J Gastroenterol Hepatol. 1995 Jan-Feb;10(1):36-41. doi: 10.1111/j.1440-1746.1995.tb01044.x.
To evaluate the role of portal blood flow in severe acute hepatitis leading to the formation of ascites, we studied the portal blood flow of 30 patients with severe acute hepatitis (20 without ascites and 10 with ascites), 20 patients with mild acute hepatitis and 20 healthy normal volunteers using duplex sonography. The portal blood flow of patients with severe acute hepatitis and ascites (421 +/- 94 mL/min) was lower than that of the volunteers (725 +/- 131 mL/min), the mild acute hepatitis (658 +/- 148 mL/min), and the severe acute hepatitis (633 +/- 108mL/min) without ascites (P < 0.001). The congestion index of severe acute hepatitis and ascites (0.16 +/- 0.04 cm.s) was higher than that of the volunteers (0.09 +/- 0.03 cm.s, P < 0.001), the mild acute hepatitis (0.09 +/- 0.02 cm.s, P < 0.001), and the severe acute hepatitis (0.12 +/- 0.04 cm.s, P < 0.02) without ascites. Portal blood flow was negatively correlated with prolonged prothrombin time (P < 0.001) and serum total bilirubin level (P = 0.002) and congestion index was positively correlated with heart rate (P = 0.006), prolonged prothrombin time (P < 0.001) and serum total bilirubin level (P = 0.001). Our study shows that in severe acute hepatitis, portal blood flow was reduced in patients with ascites. The non-invasive ultrasonic Doppler is a safe and helpful method in the clinical evaluation of portal hypertension in severe acute hepatitis.

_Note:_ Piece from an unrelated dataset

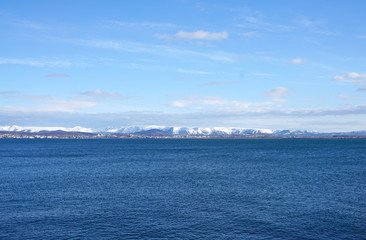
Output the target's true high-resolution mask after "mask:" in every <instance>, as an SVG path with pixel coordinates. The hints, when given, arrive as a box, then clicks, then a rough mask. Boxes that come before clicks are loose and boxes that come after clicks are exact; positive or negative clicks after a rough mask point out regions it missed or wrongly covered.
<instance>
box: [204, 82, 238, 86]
mask: <svg viewBox="0 0 366 240" xmlns="http://www.w3.org/2000/svg"><path fill="white" fill-rule="evenodd" d="M234 84H237V82H208V83H203V84H201V86H227V85H234Z"/></svg>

为评估门静脉血流在导致腹水形成的严重急性肝炎中的作用,我们使用双功超声检查研究了30例严重急性肝炎患者(20例无腹水,10例有腹水)、20例轻度急性肝炎患者和20名健康正常志愿者的门静脉血流。伴有腹水的严重急性肝炎患者的门静脉血流(421±94毫升/分钟)低于志愿者(725±131毫升/分钟)、轻度急性肝炎患者(658±148毫升/分钟)以及无腹水的严重急性肝炎患者(633±108毫升/分钟)(P<0.001)。伴有腹水的严重急性肝炎患者的充血指数(0.16±0.04厘米·秒)高于志愿者(0.09±0.03厘米·秒,P<0.001)、轻度急性肝炎患者(0.09±0.02厘米·秒,P<0.001)以及无腹水的严重急性肝炎患者(0.12±0.04厘米·秒,P<0.02)。门静脉血流与凝血酶原时间延长(P<0.001)和血清总胆红素水平(P=0.002)呈负相关,充血指数与心率(P=0.006)、凝血酶原时间延长(P<0.001)和血清总胆红素水平(P=0.001)呈正相关。我们的研究表明,在严重急性肝炎中,有腹水患者的门静脉血流减少。无创超声多普勒是临床评估严重急性肝炎门静脉高压的一种安全且有用的方法。